Inherited platelet disorders

Summary.  Inherited diseases of the megakaryocyte lineage give rise to bleeding when platelets fail to fulfill their hemostatic function upon vessel injury. Platelet defects extend from the absence or malfunctioning of adhesion (GPIb‐IX‐V, Bernard–Soulier syndrome) or aggregation receptors (integrin αIIbβ3, Glanzmann thrombasthenia) to defects of primary receptors for soluble agonists, secretion from storage organelles, activation pathways and the generation of procoagulant activity. In disorders such as the Chediak–Higashi, Hermansky–Pudlak, Wiskott–Aldrich and Scott syndromes the molecular lesion extends to other cells. In familial thrombocytopenia (FT), platelets are produced in insufficient numbers to assure hemostasis.
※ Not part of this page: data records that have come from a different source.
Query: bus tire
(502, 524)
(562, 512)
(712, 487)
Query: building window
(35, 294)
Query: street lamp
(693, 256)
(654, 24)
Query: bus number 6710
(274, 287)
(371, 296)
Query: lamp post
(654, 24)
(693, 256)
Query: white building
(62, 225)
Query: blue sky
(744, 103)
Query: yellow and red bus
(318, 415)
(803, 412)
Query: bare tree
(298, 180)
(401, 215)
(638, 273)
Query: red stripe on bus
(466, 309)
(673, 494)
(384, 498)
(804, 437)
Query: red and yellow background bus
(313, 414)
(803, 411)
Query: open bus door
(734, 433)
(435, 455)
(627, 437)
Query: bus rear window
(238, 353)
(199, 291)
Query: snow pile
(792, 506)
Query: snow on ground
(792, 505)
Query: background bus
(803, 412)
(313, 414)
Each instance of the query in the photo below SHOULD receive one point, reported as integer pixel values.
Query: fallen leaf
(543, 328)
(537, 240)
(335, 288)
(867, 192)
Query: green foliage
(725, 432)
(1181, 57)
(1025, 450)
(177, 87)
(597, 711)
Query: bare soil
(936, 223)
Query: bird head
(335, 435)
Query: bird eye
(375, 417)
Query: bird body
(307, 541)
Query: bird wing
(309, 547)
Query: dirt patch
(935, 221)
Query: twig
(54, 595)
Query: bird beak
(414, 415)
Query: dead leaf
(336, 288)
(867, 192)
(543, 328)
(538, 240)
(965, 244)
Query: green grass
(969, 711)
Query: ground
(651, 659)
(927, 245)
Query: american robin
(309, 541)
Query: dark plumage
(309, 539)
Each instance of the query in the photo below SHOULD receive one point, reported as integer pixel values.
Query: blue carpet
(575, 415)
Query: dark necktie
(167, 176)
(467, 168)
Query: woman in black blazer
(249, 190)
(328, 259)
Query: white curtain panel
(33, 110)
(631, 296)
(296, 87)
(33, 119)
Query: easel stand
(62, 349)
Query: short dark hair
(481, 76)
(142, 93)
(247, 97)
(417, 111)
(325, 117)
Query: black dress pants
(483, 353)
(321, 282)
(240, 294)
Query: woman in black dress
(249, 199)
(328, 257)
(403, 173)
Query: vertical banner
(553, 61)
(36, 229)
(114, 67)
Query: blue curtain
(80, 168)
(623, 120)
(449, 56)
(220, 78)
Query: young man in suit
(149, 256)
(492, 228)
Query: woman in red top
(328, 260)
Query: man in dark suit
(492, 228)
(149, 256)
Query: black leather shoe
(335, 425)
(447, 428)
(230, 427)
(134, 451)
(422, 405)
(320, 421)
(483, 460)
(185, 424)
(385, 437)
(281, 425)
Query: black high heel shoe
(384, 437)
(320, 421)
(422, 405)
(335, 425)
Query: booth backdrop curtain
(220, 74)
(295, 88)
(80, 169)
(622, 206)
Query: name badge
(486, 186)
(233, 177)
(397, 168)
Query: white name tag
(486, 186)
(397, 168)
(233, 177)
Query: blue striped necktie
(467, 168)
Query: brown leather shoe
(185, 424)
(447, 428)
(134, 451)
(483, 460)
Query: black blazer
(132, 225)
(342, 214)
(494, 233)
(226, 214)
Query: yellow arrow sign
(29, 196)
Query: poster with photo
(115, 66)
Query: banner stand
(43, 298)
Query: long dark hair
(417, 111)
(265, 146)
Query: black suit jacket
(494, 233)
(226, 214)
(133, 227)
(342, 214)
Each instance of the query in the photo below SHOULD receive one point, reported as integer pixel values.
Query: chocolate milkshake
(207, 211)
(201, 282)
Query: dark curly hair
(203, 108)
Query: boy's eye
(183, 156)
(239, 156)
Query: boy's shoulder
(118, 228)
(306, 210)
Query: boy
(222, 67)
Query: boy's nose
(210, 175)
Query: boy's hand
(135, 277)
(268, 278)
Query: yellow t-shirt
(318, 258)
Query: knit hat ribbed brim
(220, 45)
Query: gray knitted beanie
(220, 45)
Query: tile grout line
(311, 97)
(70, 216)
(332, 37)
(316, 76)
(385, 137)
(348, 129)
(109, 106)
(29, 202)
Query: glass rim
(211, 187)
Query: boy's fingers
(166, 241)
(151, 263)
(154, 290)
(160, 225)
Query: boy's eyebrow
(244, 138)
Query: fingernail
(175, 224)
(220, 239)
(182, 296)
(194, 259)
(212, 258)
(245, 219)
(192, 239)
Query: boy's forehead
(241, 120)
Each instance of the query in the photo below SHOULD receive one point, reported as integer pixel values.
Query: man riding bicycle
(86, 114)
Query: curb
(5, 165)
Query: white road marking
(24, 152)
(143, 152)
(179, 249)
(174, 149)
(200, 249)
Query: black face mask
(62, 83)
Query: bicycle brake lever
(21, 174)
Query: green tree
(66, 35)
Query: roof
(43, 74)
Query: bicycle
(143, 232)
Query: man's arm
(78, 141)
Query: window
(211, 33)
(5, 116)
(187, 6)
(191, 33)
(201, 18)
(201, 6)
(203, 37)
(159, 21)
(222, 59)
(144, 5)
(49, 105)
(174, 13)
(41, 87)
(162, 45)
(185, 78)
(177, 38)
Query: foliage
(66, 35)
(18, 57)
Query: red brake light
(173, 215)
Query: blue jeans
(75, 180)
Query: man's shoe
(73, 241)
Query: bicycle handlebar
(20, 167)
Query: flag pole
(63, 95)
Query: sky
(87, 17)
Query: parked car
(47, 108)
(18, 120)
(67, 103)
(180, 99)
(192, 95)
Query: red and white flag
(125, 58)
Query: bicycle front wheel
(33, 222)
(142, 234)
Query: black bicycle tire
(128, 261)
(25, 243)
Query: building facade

Some FT affect platelet morphology and give rise to the ‘giant platelet’ syndromes (e.g. MYH9‐related diseases) with changes in megakaryocyte maturation within the bone marrow and premature release of platelets. Diseases of platelet production may also affect other cells and in some cases interfere with development and/or functioning of major organs. Diagnosis of platelet disorders requires platelet function testing, studies often aided by the quantitative analysis of receptors by flow cytometry and fluorescence and electron microscopy. New generation DNA‐based procedures including whole exome sequencing offer an exciting new perspective. Transfusion of platelets remains the most common treatment of severe bleeding, management with desmopressin is often used for mild disorders. Substitute therapies are available including rFVIIa and the potential use of thrombopoietin analogues for FT. Stem cell or bone marrow transplanation has been successful for several diseases while gene therapy shows promise in the Wiskott–Aldrich syndrome.